In this assignment you will analyze behavioral data from a big-data study of human memory, using examples from the FR1 dataset.  FR1 is a free recall experiment during which each session of 24 lists during which a series of 12 common words are presented for encoding.  For each list this is followed by a distractor and then a recall period during which participants attempt to recall as many of the words as they can in any order (free recall).  Chapter 1 of Electrophysiology of Human Memory summarizes the principles concerning recall that you will evaluate in this assignment.

1. Using the events structure for subject R1111M, filter out WORD type events for the first FR1 session, and use the 'recalled' status of each word presentation to create a serial position curve.  A serial position curve plot should show the serial position index of each word presentation's place in the list across the horizontal axis, and the probability of recall on the vertical axis, obtained from the fraction of words successfully recalled.  Hint: Looking at the evs.columns can help you figure out where the information is that you need.

2. The Lag Conditional Response Probability (Lag-CRP) is a calculation comparing the serial proximity of recalled words to the possible serial proximities.  See http://memory.psych.upenn.edu/CRP_Tutorial for an example of the concept.  Using the first FR1 session of R1292E, calculate and plot the Lag-CRP for the REC_WORD events.  Repeats and intrusions (words not from the list) can appear in the recall events, and must be dealt with.

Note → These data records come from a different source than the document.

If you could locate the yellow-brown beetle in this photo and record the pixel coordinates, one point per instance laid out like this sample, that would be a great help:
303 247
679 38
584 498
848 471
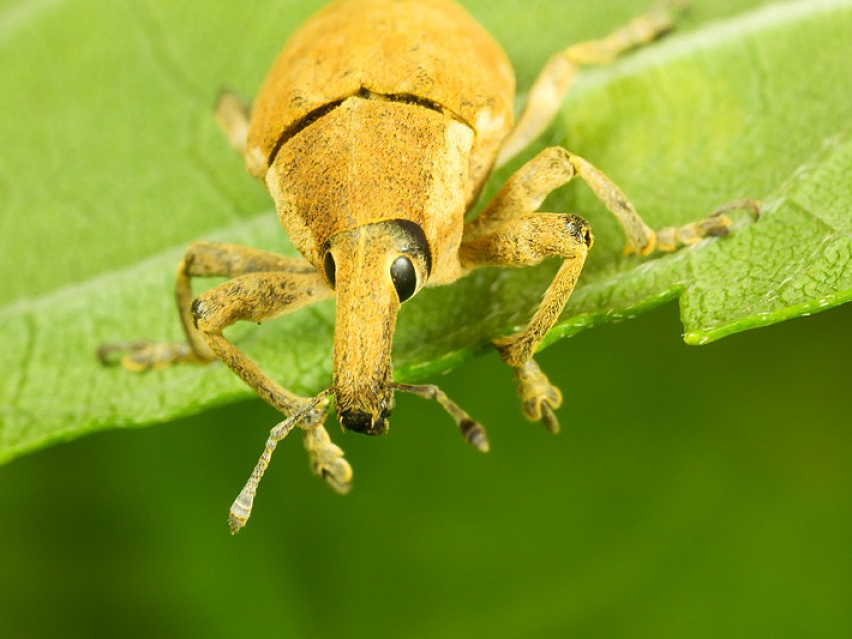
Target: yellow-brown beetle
374 132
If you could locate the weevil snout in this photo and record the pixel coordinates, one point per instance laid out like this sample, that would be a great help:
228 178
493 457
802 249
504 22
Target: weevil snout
373 268
363 422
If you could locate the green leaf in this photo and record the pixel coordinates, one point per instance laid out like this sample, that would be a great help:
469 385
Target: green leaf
112 163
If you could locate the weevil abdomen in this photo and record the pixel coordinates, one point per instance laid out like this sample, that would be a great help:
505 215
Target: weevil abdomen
428 49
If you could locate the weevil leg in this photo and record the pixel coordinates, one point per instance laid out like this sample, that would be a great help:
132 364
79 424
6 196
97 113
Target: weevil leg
523 241
232 116
256 297
507 233
202 259
527 188
554 81
472 431
326 459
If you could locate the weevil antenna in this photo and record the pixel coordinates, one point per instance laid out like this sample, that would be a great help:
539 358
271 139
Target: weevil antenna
472 431
241 508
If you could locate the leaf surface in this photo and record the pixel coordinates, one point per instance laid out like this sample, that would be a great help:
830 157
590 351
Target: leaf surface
112 163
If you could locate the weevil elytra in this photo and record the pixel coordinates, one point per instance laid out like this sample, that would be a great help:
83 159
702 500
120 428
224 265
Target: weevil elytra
374 132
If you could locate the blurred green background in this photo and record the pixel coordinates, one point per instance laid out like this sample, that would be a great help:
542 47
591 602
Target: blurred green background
694 492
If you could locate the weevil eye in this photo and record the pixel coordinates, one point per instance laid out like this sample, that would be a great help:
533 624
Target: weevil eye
330 268
404 277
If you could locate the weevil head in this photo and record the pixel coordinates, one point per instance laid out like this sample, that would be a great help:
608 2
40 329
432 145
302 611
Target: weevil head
373 269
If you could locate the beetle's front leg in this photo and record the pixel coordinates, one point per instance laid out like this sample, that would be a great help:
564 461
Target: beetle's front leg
256 297
551 85
525 241
202 259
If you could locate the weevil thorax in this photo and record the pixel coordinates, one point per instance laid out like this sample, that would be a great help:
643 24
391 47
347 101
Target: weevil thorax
374 132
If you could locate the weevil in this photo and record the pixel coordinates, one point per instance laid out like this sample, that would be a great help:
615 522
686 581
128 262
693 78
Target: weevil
374 132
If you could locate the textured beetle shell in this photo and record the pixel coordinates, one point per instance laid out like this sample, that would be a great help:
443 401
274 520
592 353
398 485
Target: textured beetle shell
427 48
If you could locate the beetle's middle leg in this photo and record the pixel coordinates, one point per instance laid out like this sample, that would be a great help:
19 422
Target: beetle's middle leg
558 75
508 233
524 241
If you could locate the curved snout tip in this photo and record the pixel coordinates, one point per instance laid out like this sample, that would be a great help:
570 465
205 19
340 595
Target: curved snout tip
363 422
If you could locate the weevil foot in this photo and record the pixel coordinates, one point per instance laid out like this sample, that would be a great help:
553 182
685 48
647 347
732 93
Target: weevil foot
144 355
327 459
539 398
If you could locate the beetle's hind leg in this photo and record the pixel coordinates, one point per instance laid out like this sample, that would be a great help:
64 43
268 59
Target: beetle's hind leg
557 76
507 233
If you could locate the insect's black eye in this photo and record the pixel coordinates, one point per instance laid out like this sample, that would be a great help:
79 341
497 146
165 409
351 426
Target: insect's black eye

3. If time permits, extend the serial position curve work of part 1, by putting your code to generate the serial position curve data into a function, and use this in a loop to calculate an average serial position curve across all FR1 sessions for all subjects in the example data set.  Then plot this average FR1 serial position curve.

4. If time permits, repeat step 3, but switch the experiment type to catFR1, a categorical free recall experiment in which adjacent pairs in the serial position curve are categorically associated words (e.g, 'dog' and 'cat').  Explain any differences you see in the average catFR1 serial position curve versus the FR1 one, and try to interpret this in terms of the categorical associations.